A-t-on vraiment sonné le tocsin partout ?

Pas si sûr. Toutes les communes de France étaient invitées à le faire, hier à 16 heures, pour commémorer le 100e anniversaire de la mobilisation générale qui a précédé le déclenchement de la guerre 14-18. Mais qui sait encore sonner le tocsin ? Où l'a-t-on sonné pour de vrai ?

Voici ce que j'ai entendu hier dans une commune du Finistère : Tocsin_29_2014

Cela m'a tout l'air d'être une sonnerie à la volée. En tout cas, ça ne correspondait pas du tout à l'idée que je me faisais du tocsin.
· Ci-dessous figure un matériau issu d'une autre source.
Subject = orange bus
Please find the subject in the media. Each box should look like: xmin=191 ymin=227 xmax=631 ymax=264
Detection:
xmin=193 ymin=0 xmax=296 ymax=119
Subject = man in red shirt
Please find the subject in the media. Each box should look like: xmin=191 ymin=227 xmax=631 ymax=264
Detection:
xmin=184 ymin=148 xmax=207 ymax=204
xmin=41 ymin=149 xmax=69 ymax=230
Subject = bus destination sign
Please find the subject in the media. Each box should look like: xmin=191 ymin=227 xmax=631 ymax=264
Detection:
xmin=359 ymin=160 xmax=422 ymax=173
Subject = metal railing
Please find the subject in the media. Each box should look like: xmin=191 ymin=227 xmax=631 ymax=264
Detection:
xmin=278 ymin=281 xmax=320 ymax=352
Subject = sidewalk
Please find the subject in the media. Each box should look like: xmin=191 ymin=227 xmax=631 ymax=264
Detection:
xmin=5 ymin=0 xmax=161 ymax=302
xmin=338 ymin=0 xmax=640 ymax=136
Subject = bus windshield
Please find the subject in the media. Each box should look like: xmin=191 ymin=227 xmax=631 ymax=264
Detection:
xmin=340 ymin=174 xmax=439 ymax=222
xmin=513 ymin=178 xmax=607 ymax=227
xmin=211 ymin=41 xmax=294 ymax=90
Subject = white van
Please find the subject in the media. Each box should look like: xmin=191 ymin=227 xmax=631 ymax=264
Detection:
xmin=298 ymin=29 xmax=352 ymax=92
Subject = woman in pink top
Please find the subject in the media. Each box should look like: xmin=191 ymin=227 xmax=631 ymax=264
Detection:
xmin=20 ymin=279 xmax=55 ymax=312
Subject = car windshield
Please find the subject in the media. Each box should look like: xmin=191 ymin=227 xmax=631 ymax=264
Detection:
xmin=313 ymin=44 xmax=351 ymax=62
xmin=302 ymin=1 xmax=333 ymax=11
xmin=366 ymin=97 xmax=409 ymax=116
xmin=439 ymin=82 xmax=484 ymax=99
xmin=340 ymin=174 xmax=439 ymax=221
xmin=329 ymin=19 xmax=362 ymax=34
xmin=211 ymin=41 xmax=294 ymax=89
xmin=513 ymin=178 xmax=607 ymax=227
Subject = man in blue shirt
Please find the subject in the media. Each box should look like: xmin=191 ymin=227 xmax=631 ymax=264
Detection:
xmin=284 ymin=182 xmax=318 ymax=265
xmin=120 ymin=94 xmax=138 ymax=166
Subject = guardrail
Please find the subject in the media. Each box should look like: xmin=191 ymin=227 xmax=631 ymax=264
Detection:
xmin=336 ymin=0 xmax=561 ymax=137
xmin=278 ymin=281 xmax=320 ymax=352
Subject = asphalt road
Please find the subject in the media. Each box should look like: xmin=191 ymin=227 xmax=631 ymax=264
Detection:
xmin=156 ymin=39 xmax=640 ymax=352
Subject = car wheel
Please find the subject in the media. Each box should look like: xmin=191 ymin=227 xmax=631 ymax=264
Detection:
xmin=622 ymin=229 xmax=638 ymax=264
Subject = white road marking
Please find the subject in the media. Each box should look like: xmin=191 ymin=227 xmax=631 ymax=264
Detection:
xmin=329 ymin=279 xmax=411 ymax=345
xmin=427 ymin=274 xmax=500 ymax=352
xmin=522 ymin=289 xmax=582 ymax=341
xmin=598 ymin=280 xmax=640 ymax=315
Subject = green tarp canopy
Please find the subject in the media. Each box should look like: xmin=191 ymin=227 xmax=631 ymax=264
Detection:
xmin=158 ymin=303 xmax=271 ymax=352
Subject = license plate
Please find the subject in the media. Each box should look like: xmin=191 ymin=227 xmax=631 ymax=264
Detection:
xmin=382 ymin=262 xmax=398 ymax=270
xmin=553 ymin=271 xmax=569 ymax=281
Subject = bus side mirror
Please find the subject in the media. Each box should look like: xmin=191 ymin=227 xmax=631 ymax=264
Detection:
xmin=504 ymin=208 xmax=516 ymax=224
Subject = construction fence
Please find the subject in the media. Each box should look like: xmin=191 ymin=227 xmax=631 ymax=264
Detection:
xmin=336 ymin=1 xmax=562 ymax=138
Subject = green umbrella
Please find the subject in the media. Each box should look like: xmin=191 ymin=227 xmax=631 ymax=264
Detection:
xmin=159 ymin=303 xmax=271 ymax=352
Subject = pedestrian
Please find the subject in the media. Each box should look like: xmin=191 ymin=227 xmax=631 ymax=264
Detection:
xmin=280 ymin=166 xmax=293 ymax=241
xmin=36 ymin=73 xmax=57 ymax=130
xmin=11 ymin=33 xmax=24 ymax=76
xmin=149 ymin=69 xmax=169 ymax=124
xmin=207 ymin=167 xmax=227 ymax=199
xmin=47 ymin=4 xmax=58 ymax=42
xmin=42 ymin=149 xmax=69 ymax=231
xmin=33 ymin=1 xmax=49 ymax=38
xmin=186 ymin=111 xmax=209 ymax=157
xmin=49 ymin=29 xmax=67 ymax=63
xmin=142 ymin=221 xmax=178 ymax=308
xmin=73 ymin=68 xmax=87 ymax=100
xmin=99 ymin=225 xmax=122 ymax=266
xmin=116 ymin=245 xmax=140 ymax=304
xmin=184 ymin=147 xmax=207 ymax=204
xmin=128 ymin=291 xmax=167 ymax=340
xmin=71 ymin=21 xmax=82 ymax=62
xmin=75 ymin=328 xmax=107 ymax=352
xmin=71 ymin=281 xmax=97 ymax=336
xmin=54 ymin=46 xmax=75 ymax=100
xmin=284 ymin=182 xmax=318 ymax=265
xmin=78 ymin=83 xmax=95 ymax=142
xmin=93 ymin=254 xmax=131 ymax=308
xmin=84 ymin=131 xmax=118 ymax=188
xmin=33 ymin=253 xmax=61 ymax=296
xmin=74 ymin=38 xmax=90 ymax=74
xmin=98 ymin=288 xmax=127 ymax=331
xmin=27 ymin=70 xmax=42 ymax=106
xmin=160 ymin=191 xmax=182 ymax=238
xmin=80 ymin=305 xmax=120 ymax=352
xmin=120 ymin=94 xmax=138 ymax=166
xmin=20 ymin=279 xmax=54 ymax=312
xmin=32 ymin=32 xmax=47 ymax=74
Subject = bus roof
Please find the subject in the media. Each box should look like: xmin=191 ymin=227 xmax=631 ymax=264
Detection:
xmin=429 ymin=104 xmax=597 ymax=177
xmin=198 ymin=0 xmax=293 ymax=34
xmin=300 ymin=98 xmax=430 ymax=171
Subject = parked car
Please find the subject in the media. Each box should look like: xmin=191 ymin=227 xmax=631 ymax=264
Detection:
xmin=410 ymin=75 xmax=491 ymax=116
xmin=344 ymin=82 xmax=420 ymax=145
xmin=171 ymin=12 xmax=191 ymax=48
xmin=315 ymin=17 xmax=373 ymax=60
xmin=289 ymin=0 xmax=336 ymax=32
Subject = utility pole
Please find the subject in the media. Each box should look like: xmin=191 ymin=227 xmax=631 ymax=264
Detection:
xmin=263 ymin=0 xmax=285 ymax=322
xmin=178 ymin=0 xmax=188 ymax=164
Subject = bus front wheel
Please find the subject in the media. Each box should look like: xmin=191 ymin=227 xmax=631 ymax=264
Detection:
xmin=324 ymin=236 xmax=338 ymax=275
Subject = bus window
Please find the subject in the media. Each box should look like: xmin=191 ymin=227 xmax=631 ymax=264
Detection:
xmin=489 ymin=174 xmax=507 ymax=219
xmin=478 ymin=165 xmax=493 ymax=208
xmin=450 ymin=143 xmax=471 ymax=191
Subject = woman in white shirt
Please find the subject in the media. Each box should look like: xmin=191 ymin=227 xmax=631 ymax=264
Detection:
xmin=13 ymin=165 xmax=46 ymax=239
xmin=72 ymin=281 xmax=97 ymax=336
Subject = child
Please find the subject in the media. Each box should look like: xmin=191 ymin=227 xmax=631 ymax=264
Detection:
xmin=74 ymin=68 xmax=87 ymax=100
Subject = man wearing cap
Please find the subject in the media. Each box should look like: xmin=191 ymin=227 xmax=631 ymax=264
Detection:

Je ne me souviens pas très bien de l'avoir entendu sonner dans mon enfance, sans doute que si. Car dans mon souvenir c'était autre chose.

site cloches

Une recherche rapide sur internet m'a confirmé ces impressions. J'ai tout de suite repéré le site d'un passionné sur lequel j'ai d'abord trouvé la définition du tocsin : il s'agit d'une sonnerie destinée à alerter la population d'un événement grave (incendie, catastrophe…) - ce qu'on savait. Caractéristique (et c'est moins connu) : un tintement rapide de 60 coups par minute sur la grosse cloche.

Ce site s'intitule http://www.cloches.org, et c'est celui de Gilbert, un collectionneur de cloches qui vit à Arc-et-Senans, dans le Doubs. Il propose des vidéos et plein d'explications. J'ai pu capter les sons suivants sur son site : Tocsin_Arc_et_Senans et Tocsin_Chenecey_Buillon

Ce n'est pas du tout ça que j'ai entendu hier. Il est vrai qu'il n'y a plus nulle part de sacristain pour sonner les cloches. Les sonneries automatiques sont désormais programmées dans toutes les églises pour les sonneries de baptême, de mariage ou de glas, en plus de celles à la volée. Mais apparemment pas pour le tocsin, que remplacent désormais les sirènes, au son plus strident.

Où l'on voit, à ce petit détail sonore, que les temps ont bien changé en un siècle. On le savait déjà. C'est une confirmation de plus.